I found Jakobson's discussion of the interests of different Chinese entities (party, state, provincial, law enforcement, commercial plus the media) helpful, and whether or not one agrees with her conclusions regarding the absence of a comprehensive strategy, those seeking a clearer understanding of the various Chinese institutional interests involved in the maritime domain should read this report with care. I am working on a project related to President Xi Jinping's call for China to become a 'maritime power,' and found Jakobson's work extremely useful.
Based on my own experience in the US Government, I find Jakobson's argument credible that various entities in China are pushing their own maritime interests while remaining within broad, and often vague, policy guidelines established by Xi. That is what good bureaucrats do. Within the US security establishment, hitching one's bureaucratic interests to authoritative Administration policy guidelines is normal procedure.
But in the US, if one goes too far and causes embarrassment or a political dust-up, it can be professionally damaging. Jakobson seems to suggest that Xi and policy makers at the highest level in China find it difficult to discipline entities that announce or execute embarrassing or counterproductive stances associated with 'safeguarding China's sovereignty in the maritime domain.' I am not sure this argument holds up, given what Xi is willing to take on in his anti-corruption campaign.

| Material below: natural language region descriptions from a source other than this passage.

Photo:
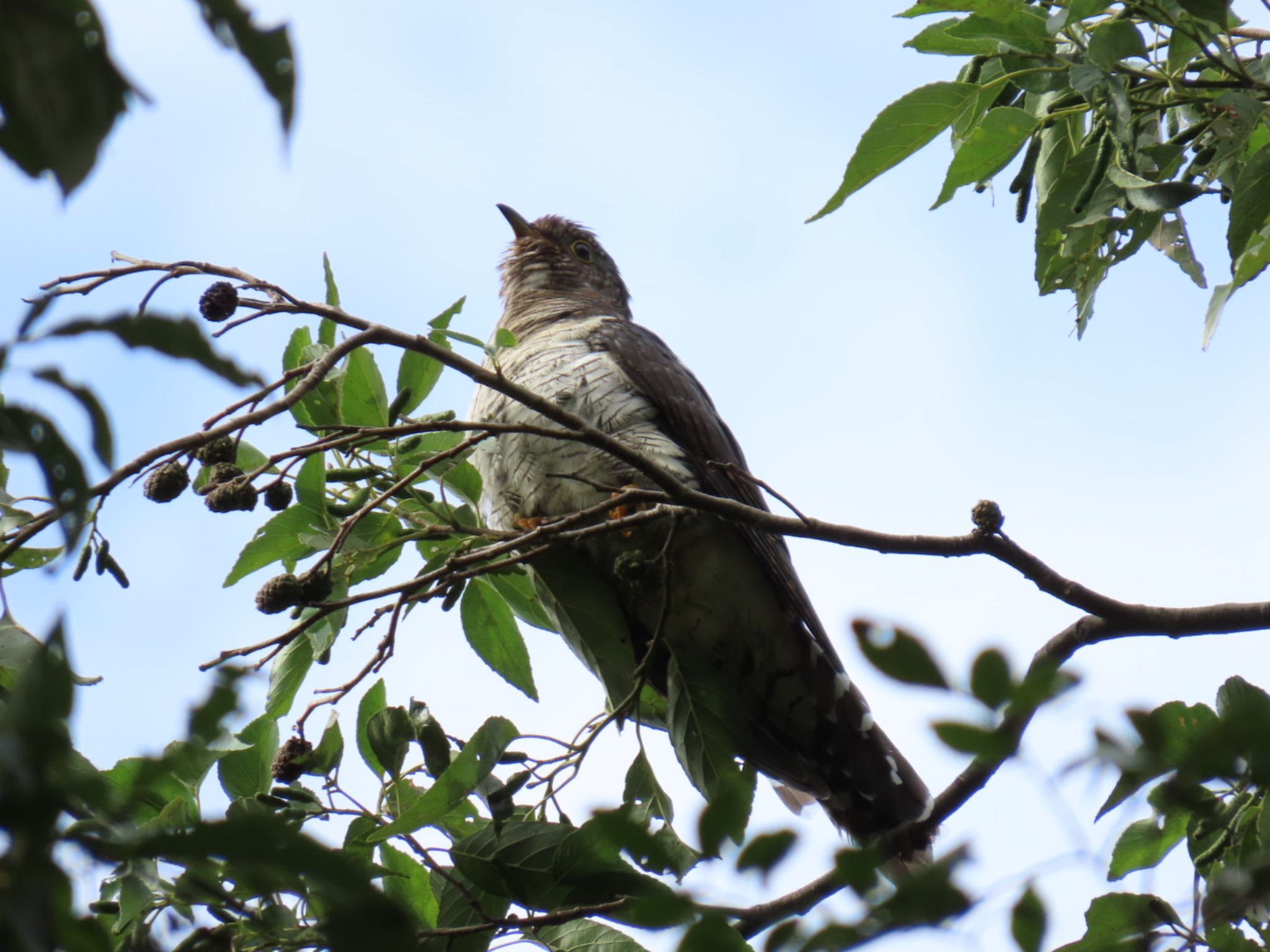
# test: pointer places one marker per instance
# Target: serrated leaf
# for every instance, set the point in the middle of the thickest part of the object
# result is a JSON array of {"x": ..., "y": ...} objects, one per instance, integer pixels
[
  {"x": 412, "y": 885},
  {"x": 173, "y": 337},
  {"x": 990, "y": 678},
  {"x": 491, "y": 630},
  {"x": 766, "y": 851},
  {"x": 898, "y": 654},
  {"x": 1028, "y": 922},
  {"x": 473, "y": 764},
  {"x": 286, "y": 676},
  {"x": 901, "y": 130},
  {"x": 103, "y": 439},
  {"x": 373, "y": 701},
  {"x": 24, "y": 431},
  {"x": 63, "y": 93},
  {"x": 362, "y": 399},
  {"x": 267, "y": 51},
  {"x": 988, "y": 149},
  {"x": 283, "y": 539}
]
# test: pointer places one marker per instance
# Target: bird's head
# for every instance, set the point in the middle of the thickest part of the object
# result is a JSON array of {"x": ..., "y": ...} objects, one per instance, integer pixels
[{"x": 556, "y": 263}]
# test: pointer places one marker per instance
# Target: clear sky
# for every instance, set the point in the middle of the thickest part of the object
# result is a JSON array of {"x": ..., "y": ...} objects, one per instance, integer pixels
[{"x": 886, "y": 367}]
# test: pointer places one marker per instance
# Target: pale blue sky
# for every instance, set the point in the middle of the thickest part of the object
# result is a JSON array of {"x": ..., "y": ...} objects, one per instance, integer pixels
[{"x": 884, "y": 367}]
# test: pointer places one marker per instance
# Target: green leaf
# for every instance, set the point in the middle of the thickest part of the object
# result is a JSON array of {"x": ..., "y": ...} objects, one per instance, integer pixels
[
  {"x": 990, "y": 678},
  {"x": 936, "y": 40},
  {"x": 180, "y": 338},
  {"x": 711, "y": 933},
  {"x": 1250, "y": 203},
  {"x": 646, "y": 794},
  {"x": 283, "y": 539},
  {"x": 455, "y": 910},
  {"x": 267, "y": 51},
  {"x": 897, "y": 654},
  {"x": 473, "y": 764},
  {"x": 901, "y": 130},
  {"x": 61, "y": 94},
  {"x": 331, "y": 749},
  {"x": 30, "y": 432},
  {"x": 389, "y": 733},
  {"x": 727, "y": 814},
  {"x": 973, "y": 739},
  {"x": 586, "y": 936},
  {"x": 1024, "y": 31},
  {"x": 286, "y": 676},
  {"x": 766, "y": 851},
  {"x": 516, "y": 587},
  {"x": 1122, "y": 915},
  {"x": 491, "y": 630},
  {"x": 244, "y": 774},
  {"x": 373, "y": 701},
  {"x": 103, "y": 441},
  {"x": 362, "y": 398},
  {"x": 1028, "y": 922},
  {"x": 1146, "y": 843},
  {"x": 988, "y": 149},
  {"x": 412, "y": 885},
  {"x": 1114, "y": 41}
]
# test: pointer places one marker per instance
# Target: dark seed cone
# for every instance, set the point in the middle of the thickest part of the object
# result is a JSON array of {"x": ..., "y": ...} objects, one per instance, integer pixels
[
  {"x": 277, "y": 496},
  {"x": 219, "y": 301},
  {"x": 231, "y": 496},
  {"x": 316, "y": 586},
  {"x": 285, "y": 767},
  {"x": 218, "y": 475},
  {"x": 280, "y": 593},
  {"x": 219, "y": 451},
  {"x": 167, "y": 483}
]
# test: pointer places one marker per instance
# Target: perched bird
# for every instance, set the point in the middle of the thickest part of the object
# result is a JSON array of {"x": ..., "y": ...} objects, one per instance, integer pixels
[{"x": 732, "y": 640}]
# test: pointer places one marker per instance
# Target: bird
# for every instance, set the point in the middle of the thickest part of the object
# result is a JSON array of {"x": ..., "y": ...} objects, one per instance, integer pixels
[{"x": 705, "y": 611}]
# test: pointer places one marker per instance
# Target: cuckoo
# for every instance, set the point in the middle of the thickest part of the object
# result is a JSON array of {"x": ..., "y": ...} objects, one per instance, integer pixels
[{"x": 714, "y": 616}]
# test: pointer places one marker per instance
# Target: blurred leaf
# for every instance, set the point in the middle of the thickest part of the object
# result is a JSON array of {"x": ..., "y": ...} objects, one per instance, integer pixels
[
  {"x": 280, "y": 540},
  {"x": 103, "y": 441},
  {"x": 173, "y": 337},
  {"x": 973, "y": 739},
  {"x": 362, "y": 398},
  {"x": 711, "y": 933},
  {"x": 987, "y": 150},
  {"x": 586, "y": 936},
  {"x": 267, "y": 51},
  {"x": 473, "y": 764},
  {"x": 1122, "y": 915},
  {"x": 491, "y": 630},
  {"x": 990, "y": 678},
  {"x": 766, "y": 851},
  {"x": 1028, "y": 922},
  {"x": 897, "y": 654},
  {"x": 286, "y": 676},
  {"x": 1250, "y": 203},
  {"x": 244, "y": 774},
  {"x": 60, "y": 93},
  {"x": 389, "y": 733},
  {"x": 901, "y": 130},
  {"x": 727, "y": 814},
  {"x": 644, "y": 792},
  {"x": 1113, "y": 41},
  {"x": 29, "y": 432},
  {"x": 412, "y": 886},
  {"x": 374, "y": 701}
]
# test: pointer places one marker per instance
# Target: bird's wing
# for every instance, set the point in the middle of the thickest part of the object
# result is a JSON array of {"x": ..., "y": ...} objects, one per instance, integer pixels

But whether Jakobson is right or wrong, detailed plan or no detailed plan, China's actions in the East and South China Seas have had strategic effects. China has changed facts 'on the water' to its advantage and at the same it has riven ASEAN on South China Sea maritime issues. And it has apparently gained wide public support with its tough stance on sovereignty claims.
However, from my perspective an argument can be made that the biggest strategic effect has been negative for Beijing. It has energised the Obama Administration's security relationship with the Philippines and encouraged most of China's neighbours seek closer ties with the US. It has reawakened Indonesia's concerns about the nine-dash line as well as its maritime frontier, and allowed Malaysia to become a new favourite of the Obama Administration, signing it up as a 'comprehensive partner.'
So if Jakobson is right, will Xi and the Politburo Standing Committee come to the judgment that greater centralised control over its South China Sea actors is necessary to redress the adverse strategic effects of China's approach? In other words, will Beijing follow the first rule of trying to get out of a hole and stop digging?
Perhaps the digging has already stopped. The regional policies announced by Xi at November's APEC and G20 summits suggest it may have. If the current smile campaign with Southeast Asian neighbours continues, this would suggest that Jakobson's analysis is correct, and the centre is cracking down on counterproductive activities.
Will this last, and is it a tactical or strategic change of policy aimed at assuaging concerns raised over the last two years of assertive maritime policies?
My bet is on tactical, because I think Xi and company are not all that worried about relations with China's neighbours. The realities of geography, military and vast economic power yield China essentially permanent advantages over its near neighbours. They are always going to live in the shadow of China, and their economies will continue to be become more closely integrated with China's. China's neighbours will always need Beijing more that it needs them. This leverage means that over the long term, whether control is centralised or not, China's strategic approach to maritime issues will leave little room for compromise.